575.報恩
アキオ・シュッツェ・ラミリス・モラミスは、その生の第一義において兵士であり、紆余曲折を経て科学の徒となった。
科学者、工学者としての彼は奇跡を信じない。
だが兵士として、彼は数度にわたり奇跡を目の当たりにしたことがある。
「ザンガ!」
死を恐れずアキオへ剣を投げたオプティカが叫ぶ。
まさに、大蛇に頭を砕かれようとした瞬間に、彼女を突き飛ばして、代わりに大男が左半身を噛み切られたのだ。
血が吹き出る。
そうだ。
いつだって奇跡は人が死力を尽くした先にある。
だが、時に――
「姉さん、よかった」
「あんた、なんてことを!」
微笑みながら倒れる男にショックを受け、動きを止めるオプティカの頭部をもう一体の蛇が襲う。
それを見て、アキオは噴射杖をフル・ブーストさせた。
数メートルに及ぶ火炎の尾を引いて、凄まじい加速でオプティカの許へ向かう。
途中、すれ違いざま空中で彼女の投げた剣の握りを掴んで鞘から引き抜いた。
切っ先を蛇に向ける。
だが、間に合わない。
彼の速度、距離、敵の位置。
冷徹な計算結果を彼の頭脳がはじき出す。
剣が届く前に、彼女は頭を噛み砕かれるだろう。
銃は撃てない。
射線上に彼女がいるからだ。
駄目だ。
諦めるな。
足掻け。
アキオが手を伸ばす。
だが、その数メートル手前で大蛇が口を開け、オプティカの、桜色の、髪を――
ガキン、と金属音が響いた。
彼の目の前で、何か黒い大きなものと共にオプティカが倒れ、彼女の頭部のあったところで巨大な蛇が空疎に歯を噛み合わせていた。

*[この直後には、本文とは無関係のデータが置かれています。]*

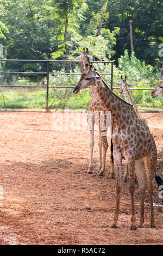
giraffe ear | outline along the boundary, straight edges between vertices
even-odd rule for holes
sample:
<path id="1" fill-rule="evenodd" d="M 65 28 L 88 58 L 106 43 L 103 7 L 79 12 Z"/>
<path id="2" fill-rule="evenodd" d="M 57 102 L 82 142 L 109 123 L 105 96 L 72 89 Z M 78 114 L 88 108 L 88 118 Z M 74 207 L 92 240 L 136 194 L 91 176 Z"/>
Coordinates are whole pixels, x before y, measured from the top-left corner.
<path id="1" fill-rule="evenodd" d="M 115 84 L 117 84 L 117 86 L 121 86 L 121 83 L 120 83 L 119 82 L 116 82 L 115 83 Z"/>
<path id="2" fill-rule="evenodd" d="M 101 78 L 98 76 L 95 76 L 93 77 L 97 81 L 101 81 Z"/>
<path id="3" fill-rule="evenodd" d="M 82 55 L 77 57 L 76 60 L 80 60 L 82 59 Z"/>
<path id="4" fill-rule="evenodd" d="M 126 84 L 127 85 L 127 86 L 128 86 L 129 87 L 133 87 L 134 86 L 133 84 L 131 84 L 131 83 L 126 83 Z"/>

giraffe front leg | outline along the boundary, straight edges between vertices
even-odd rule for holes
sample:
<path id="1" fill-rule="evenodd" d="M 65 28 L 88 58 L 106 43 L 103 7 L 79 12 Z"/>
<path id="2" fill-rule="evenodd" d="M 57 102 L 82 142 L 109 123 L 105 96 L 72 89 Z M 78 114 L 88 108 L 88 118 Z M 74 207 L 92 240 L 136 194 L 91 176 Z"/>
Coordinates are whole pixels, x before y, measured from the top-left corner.
<path id="1" fill-rule="evenodd" d="M 100 170 L 102 167 L 102 140 L 101 140 L 101 133 L 99 133 L 99 139 L 98 139 L 98 147 L 99 147 L 99 169 L 98 170 L 100 172 Z"/>
<path id="2" fill-rule="evenodd" d="M 93 151 L 94 147 L 94 125 L 95 119 L 92 114 L 91 112 L 88 113 L 88 125 L 90 132 L 90 159 L 87 173 L 92 173 L 92 158 L 93 158 Z"/>
<path id="3" fill-rule="evenodd" d="M 145 177 L 145 167 L 142 159 L 135 161 L 135 172 L 137 177 L 140 196 L 140 217 L 138 228 L 142 228 L 144 223 L 145 195 L 146 182 Z"/>
<path id="4" fill-rule="evenodd" d="M 104 172 L 105 171 L 105 159 L 106 159 L 107 150 L 108 148 L 108 143 L 107 138 L 106 136 L 102 136 L 102 145 L 103 145 L 103 155 L 102 167 L 99 172 L 98 174 L 98 175 L 99 176 L 102 176 Z"/>
<path id="5" fill-rule="evenodd" d="M 148 156 L 143 159 L 145 164 L 147 178 L 147 188 L 149 197 L 149 203 L 151 208 L 151 228 L 154 228 L 155 220 L 153 212 L 153 186 L 152 179 L 154 176 L 154 171 L 156 164 L 156 154 L 155 152 L 151 152 Z"/>
<path id="6" fill-rule="evenodd" d="M 124 174 L 124 177 L 123 177 L 123 181 L 126 182 L 127 181 L 127 178 L 128 176 L 128 165 L 127 163 L 126 163 L 126 169 L 125 169 L 125 172 Z"/>
<path id="7" fill-rule="evenodd" d="M 118 219 L 118 211 L 120 208 L 120 196 L 122 190 L 122 156 L 120 150 L 114 149 L 114 159 L 115 170 L 116 172 L 116 203 L 113 220 L 110 228 L 117 228 L 117 223 Z"/>
<path id="8" fill-rule="evenodd" d="M 135 161 L 134 157 L 130 157 L 127 160 L 129 174 L 129 191 L 131 197 L 131 224 L 130 229 L 135 230 L 136 226 L 136 217 L 135 215 L 135 202 L 134 202 L 134 192 L 135 192 Z"/>

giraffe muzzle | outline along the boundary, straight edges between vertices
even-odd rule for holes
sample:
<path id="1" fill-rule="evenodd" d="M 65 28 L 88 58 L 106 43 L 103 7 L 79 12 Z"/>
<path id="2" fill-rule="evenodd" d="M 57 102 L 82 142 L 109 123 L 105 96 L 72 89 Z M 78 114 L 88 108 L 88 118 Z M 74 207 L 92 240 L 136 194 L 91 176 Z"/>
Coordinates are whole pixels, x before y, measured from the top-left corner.
<path id="1" fill-rule="evenodd" d="M 75 88 L 73 91 L 74 94 L 77 94 L 79 92 L 79 88 Z"/>

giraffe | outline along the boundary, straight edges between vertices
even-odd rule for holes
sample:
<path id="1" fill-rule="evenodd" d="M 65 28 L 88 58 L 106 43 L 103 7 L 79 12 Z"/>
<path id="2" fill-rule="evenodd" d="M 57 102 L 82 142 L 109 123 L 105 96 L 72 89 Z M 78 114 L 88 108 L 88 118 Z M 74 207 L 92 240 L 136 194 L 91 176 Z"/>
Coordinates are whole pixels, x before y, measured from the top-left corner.
<path id="1" fill-rule="evenodd" d="M 120 98 L 102 83 L 100 76 L 92 69 L 91 65 L 82 75 L 73 93 L 82 88 L 93 86 L 107 110 L 116 122 L 112 136 L 114 159 L 116 170 L 116 202 L 114 215 L 111 228 L 117 228 L 118 218 L 120 195 L 122 190 L 122 160 L 124 157 L 128 164 L 129 174 L 129 191 L 131 197 L 131 230 L 136 229 L 135 215 L 135 166 L 140 193 L 140 217 L 139 228 L 144 222 L 144 200 L 146 187 L 145 167 L 146 171 L 148 191 L 151 205 L 151 228 L 155 228 L 153 206 L 153 176 L 157 162 L 156 148 L 153 136 L 142 125 L 133 105 Z"/>
<path id="2" fill-rule="evenodd" d="M 125 76 L 125 79 L 123 80 L 122 78 L 122 76 L 121 76 L 121 83 L 118 82 L 115 82 L 116 84 L 118 84 L 120 86 L 120 93 L 123 93 L 124 96 L 125 101 L 133 105 L 133 108 L 139 118 L 141 122 L 142 122 L 142 125 L 145 125 L 147 129 L 149 131 L 149 127 L 148 126 L 148 122 L 145 118 L 144 118 L 139 112 L 137 107 L 136 107 L 135 105 L 133 102 L 132 98 L 131 97 L 130 94 L 127 89 L 127 86 L 129 87 L 133 86 L 132 84 L 127 83 L 126 82 L 127 76 Z"/>
<path id="3" fill-rule="evenodd" d="M 157 95 L 163 95 L 163 81 L 160 82 L 156 88 L 150 94 L 150 95 L 153 98 L 155 98 L 155 97 Z"/>
<path id="4" fill-rule="evenodd" d="M 120 93 L 124 94 L 125 101 L 133 105 L 133 108 L 134 109 L 139 120 L 142 123 L 142 125 L 145 125 L 147 129 L 149 131 L 149 127 L 148 125 L 148 122 L 145 118 L 144 118 L 139 112 L 137 107 L 133 102 L 132 98 L 131 97 L 130 94 L 129 92 L 128 89 L 127 89 L 127 86 L 131 87 L 133 86 L 132 84 L 127 83 L 126 82 L 127 76 L 125 76 L 125 79 L 122 78 L 122 76 L 121 76 L 121 82 L 116 82 L 115 84 L 119 85 L 120 86 Z M 126 164 L 126 171 L 124 175 L 123 181 L 127 181 L 127 178 L 128 176 L 128 166 Z M 136 177 L 135 176 L 135 180 L 136 180 Z"/>
<path id="5" fill-rule="evenodd" d="M 89 54 L 88 48 L 86 51 L 83 48 L 81 55 L 76 58 L 77 60 L 82 59 L 85 71 L 87 69 L 88 65 L 90 65 L 89 59 L 92 58 Z M 105 163 L 106 152 L 108 148 L 107 140 L 107 131 L 110 127 L 110 112 L 106 111 L 104 105 L 102 103 L 95 87 L 91 86 L 91 99 L 87 107 L 87 121 L 90 132 L 90 158 L 87 173 L 92 173 L 92 158 L 94 146 L 94 125 L 96 123 L 99 128 L 98 147 L 99 149 L 99 162 L 98 175 L 102 175 L 105 170 Z M 102 148 L 103 147 L 103 161 L 102 160 Z M 110 176 L 114 178 L 114 173 L 112 168 L 111 169 Z"/>

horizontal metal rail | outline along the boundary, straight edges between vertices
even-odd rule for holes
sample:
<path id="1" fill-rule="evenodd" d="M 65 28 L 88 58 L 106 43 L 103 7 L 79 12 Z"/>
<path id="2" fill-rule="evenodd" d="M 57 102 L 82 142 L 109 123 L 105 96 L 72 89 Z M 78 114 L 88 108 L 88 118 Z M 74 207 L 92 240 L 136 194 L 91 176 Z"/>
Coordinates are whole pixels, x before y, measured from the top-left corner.
<path id="1" fill-rule="evenodd" d="M 52 60 L 52 59 L 0 59 L 0 62 L 74 62 L 78 63 L 82 62 L 82 60 Z M 91 63 L 112 63 L 113 62 L 106 62 L 106 61 L 90 61 Z"/>
<path id="2" fill-rule="evenodd" d="M 22 86 L 18 86 L 18 84 L 15 84 L 14 85 L 10 85 L 10 84 L 0 84 L 1 87 L 27 87 L 27 88 L 32 88 L 32 87 L 35 87 L 35 88 L 47 88 L 46 86 L 26 86 L 26 85 L 22 85 Z M 74 86 L 49 86 L 49 88 L 74 88 Z M 87 87 L 87 88 L 90 88 L 90 87 Z M 111 87 L 109 87 L 110 89 L 111 89 Z M 112 89 L 120 89 L 120 87 L 112 87 Z M 129 90 L 153 90 L 154 88 L 128 88 L 128 89 Z"/>
<path id="3" fill-rule="evenodd" d="M 0 71 L 0 74 L 22 74 L 24 75 L 29 75 L 29 74 L 39 74 L 39 75 L 47 75 L 46 72 L 12 72 L 12 71 Z M 53 73 L 49 72 L 49 75 L 82 75 L 82 73 Z M 101 74 L 103 76 L 110 76 L 111 74 Z"/>
<path id="4" fill-rule="evenodd" d="M 48 94 L 49 88 L 74 88 L 73 87 L 64 86 L 49 86 L 49 75 L 81 75 L 81 73 L 63 73 L 63 72 L 50 72 L 49 65 L 51 63 L 82 63 L 80 60 L 48 60 L 48 59 L 0 59 L 0 62 L 39 62 L 47 63 L 47 72 L 17 72 L 17 71 L 0 71 L 0 74 L 22 74 L 22 75 L 45 75 L 47 77 L 46 86 L 26 86 L 26 85 L 11 85 L 11 84 L 0 84 L 0 87 L 24 87 L 24 88 L 46 88 L 46 110 L 48 110 Z M 111 76 L 111 90 L 112 90 L 112 74 L 113 74 L 113 62 L 107 61 L 90 61 L 90 63 L 111 63 L 111 74 L 102 74 L 103 76 Z"/>

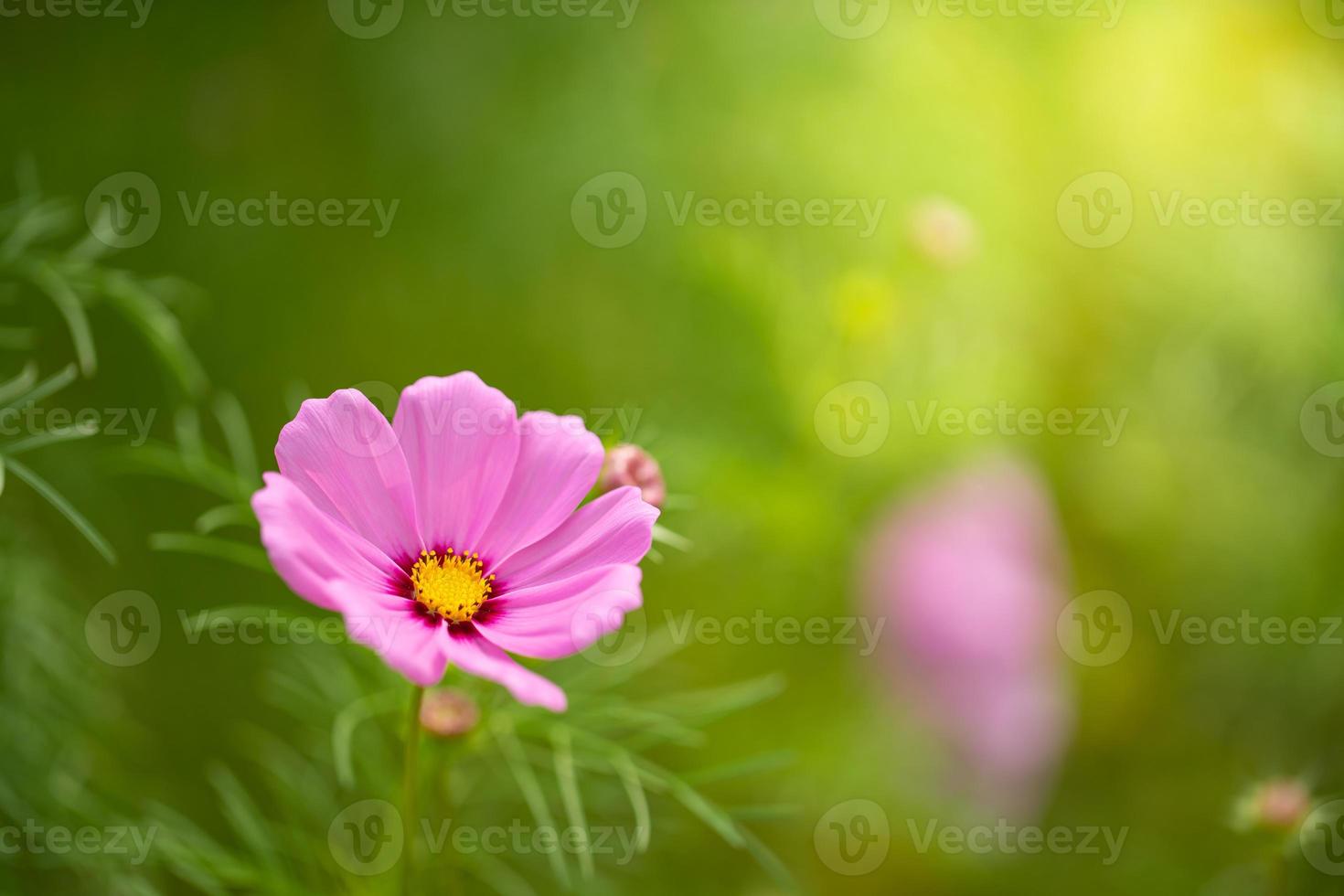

何事か、彼のあずかり知らぬところで奇跡が起こったのだ。
アキオは、凄まじい勢いで迫る地面を目にし、杖を持つ手を返して力任せに180度回転すると足から地面へ着地した。
その衝撃で、オプティカが倒れこんだ地面を含めて、コンクリート製の床が、円状に陥没する。
床を蹴って跳ね上がった。
彼の手を離れた杖は、土煙を上げて土中深く突き刺さる。
目の端に、オプティカから黒い何かが離れ、空へ飛び立つのが見えたが、アキオはそれを確認することなく、手にしたロング・ナイフの隠しボタンをあるパターンで押した。
一瞬で剣が発熱し、刃先が暗紫色に光り始める。
ドッホエーベ以後にシジマが開発したナノ・エッジ、通称至極が起動したのだ。
それは、単分子幅に近い爪状合金が、高温の助けを受けたナノ・マシンによって揺らぎながら刃の上で高速回転する仕掛けだ。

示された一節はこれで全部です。